Why do people cheat? What compels them to fabricate data? Guess, both these questions would have to be addressed in separate ways to come to a final conclusion as to what really motivates people to do such deplorable acts.
I'd like to start with Dr. Mann's testimony from outer space. He arrives at this new planet where he was hoping to find life, but to his horror it is uninhabitable. The hero who prepared to embark on this mission to sacrifice his life for a billion others suddenly wants nothing else but to survive and for achieving that he does what no other human or man has done in his lifetime, to fabricate data not from Earth, but from outer space, just because he can breathe once again or get a chance to live. What might have gone through Mann's mind while doing this? He was saving himself. What is more important than that? Survival justifies all that we do, dictating our morals even though we may hide behind the fragile curtains of religion.
Dr. Mann forgot his mission when his life was in danger, but the scientists here on Earth what makes them forget their mission to begin with. I wonder do they even have a goal to begin with. On second thoughts, maybe their goal is to succeed in life without giving any consideration to morals and ethics that are required to be a scientist.
Shouldn't there be an oath just like the Hippocratic oath for scientists? I, would be or current doctor, would take it as my duty to not to get seduced by the easy way of fabricating my own data, but would instead work hard on getting that p<0.05 with proper controls and sample size. Or maybe if we can add a passage or two in Bible, Gita, Quran and the other holy books that thou shall not make your own data and tailor your images unless you want to go to the eighth ring of hell added especially for such evil doers by Dante on special request. Although, we do have our legal system in place working hard to persecute the wrong doers, who might get missed by Karma and Satan.
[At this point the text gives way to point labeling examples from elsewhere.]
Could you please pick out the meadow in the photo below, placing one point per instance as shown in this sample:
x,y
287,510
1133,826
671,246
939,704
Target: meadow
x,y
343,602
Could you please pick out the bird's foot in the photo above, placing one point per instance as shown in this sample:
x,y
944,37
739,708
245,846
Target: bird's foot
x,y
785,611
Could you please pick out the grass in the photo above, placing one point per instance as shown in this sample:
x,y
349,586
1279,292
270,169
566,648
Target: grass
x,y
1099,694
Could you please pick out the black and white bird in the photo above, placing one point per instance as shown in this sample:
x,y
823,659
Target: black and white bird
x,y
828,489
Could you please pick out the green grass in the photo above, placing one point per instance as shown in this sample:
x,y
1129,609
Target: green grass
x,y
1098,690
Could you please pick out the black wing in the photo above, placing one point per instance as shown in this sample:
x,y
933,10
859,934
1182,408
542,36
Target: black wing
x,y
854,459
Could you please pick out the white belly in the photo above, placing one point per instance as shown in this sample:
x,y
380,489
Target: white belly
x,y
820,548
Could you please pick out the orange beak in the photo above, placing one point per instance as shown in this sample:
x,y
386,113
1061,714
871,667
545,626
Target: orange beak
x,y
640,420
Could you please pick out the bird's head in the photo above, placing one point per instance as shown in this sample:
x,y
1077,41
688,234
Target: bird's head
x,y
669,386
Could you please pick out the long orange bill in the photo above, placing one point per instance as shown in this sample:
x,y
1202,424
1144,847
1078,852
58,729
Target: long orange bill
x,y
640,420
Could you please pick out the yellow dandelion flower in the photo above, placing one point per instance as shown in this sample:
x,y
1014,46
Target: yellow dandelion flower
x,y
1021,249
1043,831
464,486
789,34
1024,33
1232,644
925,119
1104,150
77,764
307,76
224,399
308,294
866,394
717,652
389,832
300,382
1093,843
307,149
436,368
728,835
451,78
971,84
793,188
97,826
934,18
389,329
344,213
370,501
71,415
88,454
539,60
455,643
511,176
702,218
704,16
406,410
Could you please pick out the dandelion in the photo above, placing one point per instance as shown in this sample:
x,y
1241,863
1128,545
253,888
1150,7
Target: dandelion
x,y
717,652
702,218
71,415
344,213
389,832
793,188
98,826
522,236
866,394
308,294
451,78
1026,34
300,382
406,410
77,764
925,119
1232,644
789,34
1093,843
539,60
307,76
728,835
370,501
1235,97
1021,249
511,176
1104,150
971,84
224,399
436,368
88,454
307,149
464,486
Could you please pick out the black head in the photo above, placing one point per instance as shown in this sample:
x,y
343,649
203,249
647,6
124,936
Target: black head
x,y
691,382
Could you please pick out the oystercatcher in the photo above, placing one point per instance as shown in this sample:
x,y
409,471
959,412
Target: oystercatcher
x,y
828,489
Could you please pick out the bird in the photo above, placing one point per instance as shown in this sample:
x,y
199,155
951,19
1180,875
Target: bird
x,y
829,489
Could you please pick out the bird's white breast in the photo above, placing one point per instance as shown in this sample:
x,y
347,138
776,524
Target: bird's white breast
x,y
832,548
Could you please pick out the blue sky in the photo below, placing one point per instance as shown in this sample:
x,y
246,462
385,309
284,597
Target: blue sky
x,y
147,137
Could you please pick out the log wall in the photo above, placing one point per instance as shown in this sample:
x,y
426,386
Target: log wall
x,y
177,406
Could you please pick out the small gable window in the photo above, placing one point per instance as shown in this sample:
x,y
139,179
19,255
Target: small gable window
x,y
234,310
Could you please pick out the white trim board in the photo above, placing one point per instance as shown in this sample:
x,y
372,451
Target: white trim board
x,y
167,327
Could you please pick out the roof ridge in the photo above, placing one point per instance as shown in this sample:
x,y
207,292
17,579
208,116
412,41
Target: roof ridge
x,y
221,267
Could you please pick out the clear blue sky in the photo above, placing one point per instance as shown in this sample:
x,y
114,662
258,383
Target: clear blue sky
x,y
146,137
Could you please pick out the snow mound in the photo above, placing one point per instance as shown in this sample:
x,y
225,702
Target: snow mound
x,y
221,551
With these special measures in place would make sure that the future generation of scientists wouldn't fall into the temptation of these acts. But what really is motivating these people to go to these lengths and breadths to do it in first place. Let's look at the different categories these people might fall into.
1. The Victimized. They are being influenced by higher authority, in that case the question turns to this higher authority's purpose.
2. The Ignorant. They don't know what they are doing. Ignorance and innocence aren't equal.
3. The super-smart squad. They think this is smart way to work around the hard work of spending long hours in the lab.
4. The person with influence. No wonder, what had brought them inside was not their own talent, but a phone call. The question then turns towards the entire hiring committee and their morals.
Whichever category they fall into, they have something in common and that is the fear to fail in the job that has been given to them by a supervisor or to a supervisor by the university or by their own minds. And like Yoda says fear drives you to the dark side.
Ethical questions also encompass senior scientists' and the heads mentality to not just harass but also to influence, but those are topics for another post and for another day.